With this data, models can:
- Parse GUI screenshots
- Identify actionable elements like buttons, inputs, sliders
- Predict appropriate click targets based on instructions
- Learn general UI semantics across diverse applications
---
## 🎯 Goal
The main objective is to train VLMs that:
- Understand visual structure in desktop environments
- Predict user actions (like click targets) based on screenshots and instructions
- Learn generic UI semantics across apps and layouts
- Enable automation agents like Tecky to reason and act visually
The dataset is a unified and normalized collection from open sources, focused on real desktop UI.
---
## 📁 Dataset Structure
Each entry in the JSONL files includes:
- `system` prompt (task context for Tecky)
- `user` message with:
- `image`: path to a screenshot
- `text`: instruction (e.g. “click the settings icon”)
- `assistant` response:
- JSON object with:
- `actions`: array of predicted clicks
- `status_update`: short explanation of the action
**Image paths** are relative to the repo and organized in folders like `images_split/00000-09999/`.
We provide:
- `train.jsonl`: main training set
- `valid.jsonl`: 5% validation sample from across all sources
---
## ⚖️ Licenses & Attribution
This dataset merges multiple public sources. Each is preserved under its original license and properly credited.
| Dataset | License | Attribution |
|--------|---------|-------------|
| **UI element Detect Computer Vision Project** by Uled | CC BY 4.0 | `@misc{ ui-element-detect_dataset, title = { UI element Detect Dataset }, type = { Open Source Dataset }, author = { UIed }, howpublished = { \url{ https://universe.roboflow.com/uied/ui-element-detect } }, url = { https://universe.roboflow.com/uied/ui-element-detect }, journal = { Roboflow Universe }, publisher = { Roboflow }, year = { 2023 }, month = { oct }, note = { visited on 2025-07-11 }, } ` |
| **UI-Elements-Detection-Dataset** by YashJain | Apache 2.0 | [YashJain/UI-Elements-Detection-Dataset](https://huggingface.co/datasets/YashJain/UI-Elements-Detection-Dataset) |
| **ui_elemenz_dataset** by Maleke Chaker | MIT | [Original repo](https://www.kaggle.com/datasets/malekechaker/ui-elemenz-dataset) |
| **ScreenSpot** by RootsAutomation | Apache 2.0 | [rootsautomation/ScreenSpot](https://huggingface.co/datasets/rootsautomation/ScreenSpot) |
| **Annotated UI Element Dataset for Desktop Environments** | CC BY 4.0 | Martínez-Rojas, A., Rodríguez-Ruíz, A., González Enríquez, J., & Jiménez-Ramírez, A. (2024).
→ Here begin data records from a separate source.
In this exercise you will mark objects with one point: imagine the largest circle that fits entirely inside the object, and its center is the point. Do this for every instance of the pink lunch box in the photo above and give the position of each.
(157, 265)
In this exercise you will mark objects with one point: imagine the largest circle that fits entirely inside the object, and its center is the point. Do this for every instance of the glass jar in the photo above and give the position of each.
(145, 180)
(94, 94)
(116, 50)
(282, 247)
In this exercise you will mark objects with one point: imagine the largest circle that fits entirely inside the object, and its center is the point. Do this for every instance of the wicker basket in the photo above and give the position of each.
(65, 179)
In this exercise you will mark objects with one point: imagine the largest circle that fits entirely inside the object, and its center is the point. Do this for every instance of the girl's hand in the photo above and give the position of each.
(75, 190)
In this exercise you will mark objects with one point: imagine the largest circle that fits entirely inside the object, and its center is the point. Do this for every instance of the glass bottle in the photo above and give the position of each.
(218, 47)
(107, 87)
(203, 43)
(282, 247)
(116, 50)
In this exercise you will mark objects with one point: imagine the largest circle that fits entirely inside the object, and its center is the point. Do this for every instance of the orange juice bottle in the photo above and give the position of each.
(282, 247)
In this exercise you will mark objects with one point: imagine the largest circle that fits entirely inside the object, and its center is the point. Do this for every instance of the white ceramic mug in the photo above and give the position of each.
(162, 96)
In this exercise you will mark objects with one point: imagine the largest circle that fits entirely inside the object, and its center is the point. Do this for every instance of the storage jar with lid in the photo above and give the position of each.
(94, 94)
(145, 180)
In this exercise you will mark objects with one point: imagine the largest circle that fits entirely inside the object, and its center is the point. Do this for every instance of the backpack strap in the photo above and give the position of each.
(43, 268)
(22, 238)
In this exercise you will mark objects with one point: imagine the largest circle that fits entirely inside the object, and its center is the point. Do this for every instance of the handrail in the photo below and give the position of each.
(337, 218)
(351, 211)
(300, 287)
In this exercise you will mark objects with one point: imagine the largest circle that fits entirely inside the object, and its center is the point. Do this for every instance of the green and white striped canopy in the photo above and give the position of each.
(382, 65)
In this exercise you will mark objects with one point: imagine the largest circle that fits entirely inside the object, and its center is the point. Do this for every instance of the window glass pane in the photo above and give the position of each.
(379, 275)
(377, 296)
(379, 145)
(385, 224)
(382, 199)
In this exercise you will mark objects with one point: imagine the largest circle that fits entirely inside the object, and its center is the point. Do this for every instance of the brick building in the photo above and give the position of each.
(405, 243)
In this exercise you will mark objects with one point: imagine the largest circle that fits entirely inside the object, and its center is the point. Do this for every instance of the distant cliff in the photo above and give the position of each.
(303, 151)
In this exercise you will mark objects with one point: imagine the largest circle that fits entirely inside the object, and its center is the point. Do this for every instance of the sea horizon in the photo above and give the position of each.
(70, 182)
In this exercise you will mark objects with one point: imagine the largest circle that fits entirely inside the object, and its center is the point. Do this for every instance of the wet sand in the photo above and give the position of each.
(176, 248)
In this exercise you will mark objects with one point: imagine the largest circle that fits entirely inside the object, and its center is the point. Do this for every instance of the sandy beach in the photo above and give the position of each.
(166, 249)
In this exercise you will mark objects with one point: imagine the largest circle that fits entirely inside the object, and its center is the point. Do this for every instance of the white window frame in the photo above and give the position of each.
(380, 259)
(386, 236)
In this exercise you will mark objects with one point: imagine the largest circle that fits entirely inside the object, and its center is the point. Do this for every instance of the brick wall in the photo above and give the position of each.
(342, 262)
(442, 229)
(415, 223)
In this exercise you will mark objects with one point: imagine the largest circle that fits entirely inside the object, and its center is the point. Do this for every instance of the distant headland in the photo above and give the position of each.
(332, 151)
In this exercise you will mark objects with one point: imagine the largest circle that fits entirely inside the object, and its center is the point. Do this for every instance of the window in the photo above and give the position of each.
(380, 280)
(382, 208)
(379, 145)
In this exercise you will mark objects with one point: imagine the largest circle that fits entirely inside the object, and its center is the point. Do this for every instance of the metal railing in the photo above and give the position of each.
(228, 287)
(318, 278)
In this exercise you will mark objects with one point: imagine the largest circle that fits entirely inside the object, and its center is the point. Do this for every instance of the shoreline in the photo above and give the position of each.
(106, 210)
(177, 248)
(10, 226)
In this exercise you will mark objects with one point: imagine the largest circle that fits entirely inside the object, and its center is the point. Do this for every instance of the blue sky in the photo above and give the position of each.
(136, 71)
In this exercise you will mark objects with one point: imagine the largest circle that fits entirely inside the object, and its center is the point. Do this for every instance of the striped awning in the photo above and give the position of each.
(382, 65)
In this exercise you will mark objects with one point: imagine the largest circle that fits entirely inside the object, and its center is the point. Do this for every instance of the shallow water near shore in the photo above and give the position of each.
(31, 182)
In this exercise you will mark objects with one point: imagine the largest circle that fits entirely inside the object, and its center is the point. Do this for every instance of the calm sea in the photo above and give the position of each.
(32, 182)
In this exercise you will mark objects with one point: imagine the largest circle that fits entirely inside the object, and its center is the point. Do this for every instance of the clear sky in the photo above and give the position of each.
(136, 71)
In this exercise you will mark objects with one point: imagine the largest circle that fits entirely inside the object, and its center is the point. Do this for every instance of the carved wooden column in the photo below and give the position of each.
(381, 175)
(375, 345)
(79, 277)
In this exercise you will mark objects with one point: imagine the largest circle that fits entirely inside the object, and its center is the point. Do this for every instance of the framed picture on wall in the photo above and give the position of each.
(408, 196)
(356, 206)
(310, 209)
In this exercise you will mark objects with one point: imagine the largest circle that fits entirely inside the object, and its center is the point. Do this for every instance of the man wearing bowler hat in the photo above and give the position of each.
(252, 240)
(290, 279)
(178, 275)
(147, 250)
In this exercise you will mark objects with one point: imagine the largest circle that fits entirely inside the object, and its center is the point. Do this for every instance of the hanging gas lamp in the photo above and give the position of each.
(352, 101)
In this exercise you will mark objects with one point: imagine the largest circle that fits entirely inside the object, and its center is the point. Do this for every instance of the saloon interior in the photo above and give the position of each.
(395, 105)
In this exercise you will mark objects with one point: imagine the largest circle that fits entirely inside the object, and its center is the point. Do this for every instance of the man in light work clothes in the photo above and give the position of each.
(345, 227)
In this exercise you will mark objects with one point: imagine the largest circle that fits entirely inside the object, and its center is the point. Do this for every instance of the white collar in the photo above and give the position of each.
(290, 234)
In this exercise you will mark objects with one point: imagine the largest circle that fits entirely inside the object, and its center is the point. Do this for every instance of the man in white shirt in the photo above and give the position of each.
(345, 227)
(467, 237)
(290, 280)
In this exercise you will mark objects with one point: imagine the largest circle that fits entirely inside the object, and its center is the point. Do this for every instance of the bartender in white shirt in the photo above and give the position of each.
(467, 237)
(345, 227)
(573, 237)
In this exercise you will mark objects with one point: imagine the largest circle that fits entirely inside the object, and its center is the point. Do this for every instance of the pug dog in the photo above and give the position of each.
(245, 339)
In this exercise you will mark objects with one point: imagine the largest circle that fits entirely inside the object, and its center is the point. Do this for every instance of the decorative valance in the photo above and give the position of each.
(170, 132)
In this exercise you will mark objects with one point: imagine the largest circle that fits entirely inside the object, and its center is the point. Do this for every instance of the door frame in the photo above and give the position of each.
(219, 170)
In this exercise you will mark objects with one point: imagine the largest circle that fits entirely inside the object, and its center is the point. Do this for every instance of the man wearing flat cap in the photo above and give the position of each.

Annotated UI Element Dataset for Desktop Environments [Data set]. Zenodo. [https://doi.org/10.5281/zenodo.10822752](https://doi.org/10.5281/zenodo.10822752) |
All usage of this dataset must respect these licenses. This release falls under **CC BY 4.0** to ensure attribution to all original sources.
---
## 🧠 Intended Use
This dataset is intended for:
- Training VLMs and UI agents (like Tecky)
- Research on UI interaction understanding
- Fine-tuning language models to act visually
- Prototyping autonomous UX testing and interface parsing
Not intended for facial recognition, surveillance, or non-UI classification tasks.
---
## 🙌 Contributing
Contributions welcome!
- Fork the dataset repo
- Add your JSONL/image data
- Submit a pull request
- Or open an issue with feedback or questions
---
## 🧾 Citation
If you use this dataset, please cite the original sources listed above and acknowledge the **Tecky** Project.